Is a free trade deal between the US and the UK a genuine possibility?
The Tories better hope it is. Because from where we currently stand, I see only two ways out of Brexit not being a very rocky road: one, a US-UK free trade deal that isn’t constructed in a way that is terrible for the UK; two, the disintegration of the EU via a Le Pen presidency, or the Dutch leaving, or Putin’s machinations, or whatever other mechanism. If neither of those routes open up, either the UK faces a distinct period of financial difficulty or manages to stay in the EU somehow – or massively fudges Brexit by essentially staying in the EU in all but name. This latter possibility appears to be completely impossible at present due to the motions of the May government, but we do live in strange times.
You didn’t answer the question: will a UK-US free trade deal happen?
It is actually very possible, but it is worth explaining that such a deal is mostly out of the hands of the UK government anyhow. Sure, they can get the Queen to meet Trump and even hire Farage as a trade envoy, yet they still would be doing so hoping for the best. Whether it happens or not is at the whim of the Americans, as all aspects of the “special relationship” have been post-Suez.
Would it really be successful enough to get the UK out of the Brexit hole?
Theoretically – unless the deal was so terrible it negated the considerable upsides. The US is a comparable market to the single market; it is a matter of what actual access was gained off the agreement from a UK perspective. Also, the UK having a free trade deal with the US would make Britain very attractive to businesses from all around the world. The chances of a non-EU UK doing free trade deals with other countries would increase greatly if Britain could bag a free trade deal with the US first.

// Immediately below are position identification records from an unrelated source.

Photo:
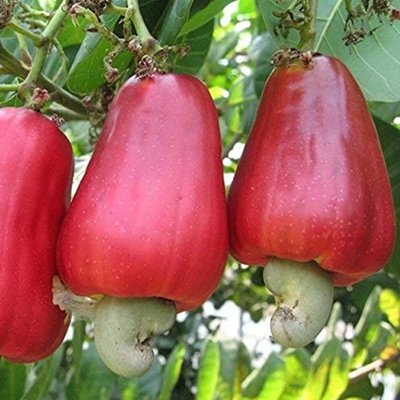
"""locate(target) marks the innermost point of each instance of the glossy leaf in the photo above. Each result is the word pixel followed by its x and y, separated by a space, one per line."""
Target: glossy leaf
pixel 298 373
pixel 375 62
pixel 172 371
pixel 44 373
pixel 207 377
pixel 177 14
pixel 389 303
pixel 267 383
pixel 199 42
pixel 235 367
pixel 329 372
pixel 205 15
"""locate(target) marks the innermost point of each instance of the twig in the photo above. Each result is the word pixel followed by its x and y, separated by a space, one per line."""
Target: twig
pixel 374 366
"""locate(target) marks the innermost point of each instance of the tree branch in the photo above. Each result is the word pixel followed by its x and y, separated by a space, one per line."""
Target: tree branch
pixel 374 366
pixel 12 66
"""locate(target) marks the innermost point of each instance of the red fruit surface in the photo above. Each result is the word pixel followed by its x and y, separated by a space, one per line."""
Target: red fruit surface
pixel 149 217
pixel 312 182
pixel 35 180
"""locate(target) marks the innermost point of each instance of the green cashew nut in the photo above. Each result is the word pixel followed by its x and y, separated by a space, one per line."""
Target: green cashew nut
pixel 304 296
pixel 123 332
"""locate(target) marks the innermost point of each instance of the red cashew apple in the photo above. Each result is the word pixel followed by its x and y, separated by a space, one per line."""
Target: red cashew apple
pixel 311 198
pixel 35 181
pixel 147 228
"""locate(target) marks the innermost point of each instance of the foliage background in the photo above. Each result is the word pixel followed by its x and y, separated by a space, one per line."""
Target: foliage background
pixel 222 351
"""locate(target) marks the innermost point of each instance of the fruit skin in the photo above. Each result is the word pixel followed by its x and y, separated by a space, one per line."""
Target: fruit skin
pixel 149 217
pixel 312 182
pixel 35 180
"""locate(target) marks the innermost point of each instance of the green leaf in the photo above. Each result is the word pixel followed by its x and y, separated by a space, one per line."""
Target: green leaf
pixel 96 380
pixel 87 71
pixel 263 48
pixel 44 373
pixel 268 9
pixel 149 385
pixel 235 367
pixel 172 371
pixel 199 42
pixel 329 372
pixel 378 341
pixel 375 62
pixel 386 112
pixel 207 377
pixel 298 372
pixel 389 303
pixel 267 383
pixel 12 380
pixel 370 316
pixel 178 13
pixel 390 140
pixel 205 15
pixel 367 329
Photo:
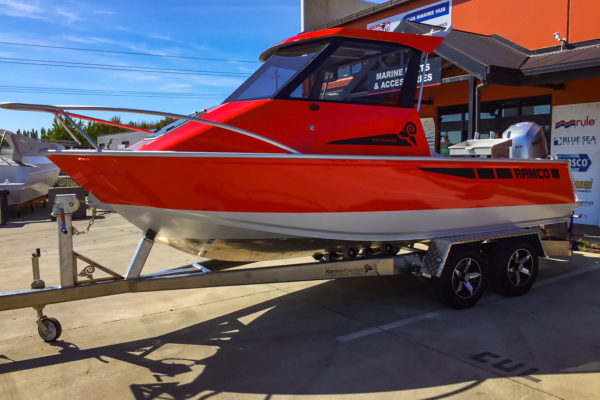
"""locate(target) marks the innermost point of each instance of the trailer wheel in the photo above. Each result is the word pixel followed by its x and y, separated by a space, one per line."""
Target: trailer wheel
pixel 52 331
pixel 514 267
pixel 463 280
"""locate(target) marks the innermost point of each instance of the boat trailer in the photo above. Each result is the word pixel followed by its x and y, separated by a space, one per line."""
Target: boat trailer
pixel 457 266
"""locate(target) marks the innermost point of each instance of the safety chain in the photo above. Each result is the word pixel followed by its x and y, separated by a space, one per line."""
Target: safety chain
pixel 86 230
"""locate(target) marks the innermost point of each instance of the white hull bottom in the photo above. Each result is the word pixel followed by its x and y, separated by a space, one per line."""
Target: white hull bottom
pixel 242 236
pixel 34 185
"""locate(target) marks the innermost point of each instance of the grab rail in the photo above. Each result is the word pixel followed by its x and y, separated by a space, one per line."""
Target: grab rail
pixel 61 111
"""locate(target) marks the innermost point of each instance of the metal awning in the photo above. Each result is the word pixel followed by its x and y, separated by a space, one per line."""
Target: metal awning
pixel 496 60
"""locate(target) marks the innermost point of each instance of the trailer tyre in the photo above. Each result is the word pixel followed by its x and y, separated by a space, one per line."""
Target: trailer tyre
pixel 463 280
pixel 514 267
pixel 53 329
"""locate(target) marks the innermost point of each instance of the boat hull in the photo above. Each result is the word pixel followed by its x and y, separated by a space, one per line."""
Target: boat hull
pixel 234 206
pixel 25 182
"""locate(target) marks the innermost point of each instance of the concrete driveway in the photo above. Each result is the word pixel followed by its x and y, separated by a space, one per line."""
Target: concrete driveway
pixel 372 338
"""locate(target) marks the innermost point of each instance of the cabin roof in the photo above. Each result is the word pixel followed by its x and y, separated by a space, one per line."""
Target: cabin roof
pixel 426 44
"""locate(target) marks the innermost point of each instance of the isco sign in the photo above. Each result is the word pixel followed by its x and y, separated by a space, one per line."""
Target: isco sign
pixel 579 162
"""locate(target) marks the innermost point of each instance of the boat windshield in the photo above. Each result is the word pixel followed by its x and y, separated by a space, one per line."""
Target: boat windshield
pixel 277 72
pixel 362 72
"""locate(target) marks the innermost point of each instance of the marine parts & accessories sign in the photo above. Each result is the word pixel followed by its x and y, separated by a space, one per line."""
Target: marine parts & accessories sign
pixel 576 137
pixel 439 13
pixel 391 79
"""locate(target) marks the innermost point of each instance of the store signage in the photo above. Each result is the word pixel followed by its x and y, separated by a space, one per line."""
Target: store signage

But let us now come onto what might stand in the way of such a deal taking place. One, Donald Trump ran on a protectionist, anti-free trade platform, so the idea that he is itching to do a brand new free trade deal with anyone would seem to go against the grain of his campaign rhetoric, even though he is now making noises about wanting to do a US-UK trade deal “very quickly”. Two – and much more importantly – even a deal constructed relatively in Britain’s favour could come with massive downsides that the UK would have to be mindful of going into the negotiations, should they take place. For instance, food standards, just to take a very obvious example. It is well known that America has lower standards in many regards towards food preparation than does the EU. Currently as a member, the UK has to adopt the high, EU standards on everything. If it were to try and negotiate a free trade deal with the US, history says that the Americans are extremely unlikely to raise their standards to an EU level just for the sake of a trade deal with the UK. This means that either the UK would keep its own standards to an EU level internally and face American firms being able to “dump” lower standard products onto the UK market – or simply lower food standards to a US level across the board, something which could have political repercussions for the Conservative Party in the medium to long term. Can you recall the “Romanian horse meat” scandal of several years back? Imagine that on a ten times greater scale and you have some idea of the potential tabloid fodder that could become available eventually as a result of this option.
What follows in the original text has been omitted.